We should all think more like Michelle Obama
In Lee Cary's blog post Jeffery Immelt's Convenient Religion he notes:
Jeffrey Immelt, General Electric’s chief executive, said on Wednesday his generation of business leaders had succumbed to “meanness and greed” that had harmed the US economy and increased the gap between the rich and the poor…
It appears to me that like Lisa Lerer of Politico, Immelt is channeling his inner-Michelle Obama, who also believes America has succumbed to meanness and who counsels young Americans to not give in to greed.
From a New Yorker profile last year of the now first lady:
[Michelle] Obama begins with a broad assessment of life in America in 2008, and life is not good: we’re a divided country, we’re a country that is “just downright mean,”
And from a report of a campaign stop last year in Ohio:
A former attorney with the white-shoe Chicago firm of Sidley & Austin, [Michelle] Obama explains that she and her husband made the choice to give up lucrative jobs in favor of community service. “We left corporate America, which is a lot of what we’re asking young people to do,” she tells the women. “Don’t go into corporate America. You know, become teachers. Work for the community. Be social workers. Be a nurse. Those are the careers that we need, and we’re encouraging our young people to do that. But if you make that choice, as we did, to move out of the money-making industry into the helping industry, then your salaries respond.” Faced with that reality, she adds, “many of our bright stars are going into corporate law or hedge-fund management.”
So now we have an example from both the media and business of echoing Michelle Obama.
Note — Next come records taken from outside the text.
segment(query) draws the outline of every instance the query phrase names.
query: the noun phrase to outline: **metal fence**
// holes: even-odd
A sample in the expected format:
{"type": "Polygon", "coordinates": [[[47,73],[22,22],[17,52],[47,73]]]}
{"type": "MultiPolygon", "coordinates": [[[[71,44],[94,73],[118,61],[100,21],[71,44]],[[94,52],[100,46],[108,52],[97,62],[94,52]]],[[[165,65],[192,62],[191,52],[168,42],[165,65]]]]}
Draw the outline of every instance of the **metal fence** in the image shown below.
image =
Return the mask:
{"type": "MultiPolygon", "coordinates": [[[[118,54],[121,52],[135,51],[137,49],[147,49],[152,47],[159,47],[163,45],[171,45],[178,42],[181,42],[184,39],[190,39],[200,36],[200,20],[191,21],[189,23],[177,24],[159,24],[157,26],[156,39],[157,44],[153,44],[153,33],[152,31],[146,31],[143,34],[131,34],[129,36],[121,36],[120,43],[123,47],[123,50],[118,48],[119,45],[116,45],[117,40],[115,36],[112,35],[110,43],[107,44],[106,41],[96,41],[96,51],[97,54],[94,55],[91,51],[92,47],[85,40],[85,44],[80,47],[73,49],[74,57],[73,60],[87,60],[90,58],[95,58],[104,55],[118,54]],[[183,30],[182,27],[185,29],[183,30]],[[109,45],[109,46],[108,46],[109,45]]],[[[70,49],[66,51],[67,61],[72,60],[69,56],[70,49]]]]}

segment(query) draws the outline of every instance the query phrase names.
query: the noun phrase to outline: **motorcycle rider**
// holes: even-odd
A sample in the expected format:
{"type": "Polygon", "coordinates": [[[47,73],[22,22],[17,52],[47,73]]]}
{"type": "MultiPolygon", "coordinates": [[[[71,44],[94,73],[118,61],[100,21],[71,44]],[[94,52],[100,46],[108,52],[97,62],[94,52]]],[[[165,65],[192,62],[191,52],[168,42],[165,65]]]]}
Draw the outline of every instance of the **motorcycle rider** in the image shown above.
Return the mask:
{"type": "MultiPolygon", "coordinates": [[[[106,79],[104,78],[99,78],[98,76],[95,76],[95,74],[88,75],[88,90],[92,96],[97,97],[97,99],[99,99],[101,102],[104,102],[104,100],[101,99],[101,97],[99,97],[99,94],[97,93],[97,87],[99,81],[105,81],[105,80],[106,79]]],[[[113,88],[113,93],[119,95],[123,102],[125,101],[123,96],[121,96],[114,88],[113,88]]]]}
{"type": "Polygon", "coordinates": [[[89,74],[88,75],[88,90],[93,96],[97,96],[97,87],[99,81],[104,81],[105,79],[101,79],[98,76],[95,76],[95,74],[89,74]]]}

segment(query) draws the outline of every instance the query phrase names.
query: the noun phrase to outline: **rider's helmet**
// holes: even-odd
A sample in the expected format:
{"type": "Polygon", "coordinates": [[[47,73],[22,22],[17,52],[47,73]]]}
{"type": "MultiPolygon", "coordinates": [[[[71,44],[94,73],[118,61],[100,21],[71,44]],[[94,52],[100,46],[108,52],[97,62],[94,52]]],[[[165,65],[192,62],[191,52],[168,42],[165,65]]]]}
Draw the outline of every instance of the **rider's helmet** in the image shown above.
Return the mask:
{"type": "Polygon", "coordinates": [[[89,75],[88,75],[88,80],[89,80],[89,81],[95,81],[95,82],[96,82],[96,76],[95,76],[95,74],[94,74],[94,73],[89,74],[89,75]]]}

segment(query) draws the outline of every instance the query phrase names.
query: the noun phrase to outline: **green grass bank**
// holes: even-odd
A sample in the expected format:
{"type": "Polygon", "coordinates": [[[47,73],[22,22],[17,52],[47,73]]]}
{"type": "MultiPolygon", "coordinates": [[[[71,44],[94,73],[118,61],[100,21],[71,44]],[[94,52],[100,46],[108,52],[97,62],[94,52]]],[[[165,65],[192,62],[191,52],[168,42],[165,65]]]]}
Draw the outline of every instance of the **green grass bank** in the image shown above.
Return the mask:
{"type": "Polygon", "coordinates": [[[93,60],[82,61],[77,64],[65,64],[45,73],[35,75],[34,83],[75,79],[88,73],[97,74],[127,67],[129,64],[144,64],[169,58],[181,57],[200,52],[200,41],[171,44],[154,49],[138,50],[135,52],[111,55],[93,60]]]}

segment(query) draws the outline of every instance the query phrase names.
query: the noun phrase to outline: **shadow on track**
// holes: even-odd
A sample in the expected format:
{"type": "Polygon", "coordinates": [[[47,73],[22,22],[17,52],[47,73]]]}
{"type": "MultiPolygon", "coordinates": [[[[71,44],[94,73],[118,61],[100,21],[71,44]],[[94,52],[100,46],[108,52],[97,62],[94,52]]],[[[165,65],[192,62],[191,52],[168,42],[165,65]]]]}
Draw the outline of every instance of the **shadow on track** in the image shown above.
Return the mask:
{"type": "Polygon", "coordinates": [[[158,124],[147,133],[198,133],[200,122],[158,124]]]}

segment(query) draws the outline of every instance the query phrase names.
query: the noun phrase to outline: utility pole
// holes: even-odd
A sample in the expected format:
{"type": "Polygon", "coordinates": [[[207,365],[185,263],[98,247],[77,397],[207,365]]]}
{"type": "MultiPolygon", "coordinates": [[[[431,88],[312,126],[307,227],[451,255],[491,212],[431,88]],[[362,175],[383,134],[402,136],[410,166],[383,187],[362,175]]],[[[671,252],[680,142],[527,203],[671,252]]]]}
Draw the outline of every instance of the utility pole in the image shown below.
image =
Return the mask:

Perhaps they were paying attention when Barack Obama made it clear, “Whatever Michelle Says Is the Message” and like the good obsequious followers that they are, they obey.
Sorry, that was me succumbing to meanness.
It is certainly more likely that these people simply share a world-view that we're all mean and greedy (and slothful and complacent and lazy and uninformed and uninvolved and isolated and too comfortable and selfish) and most of all in need of state-enforced coercion to overcome our failings.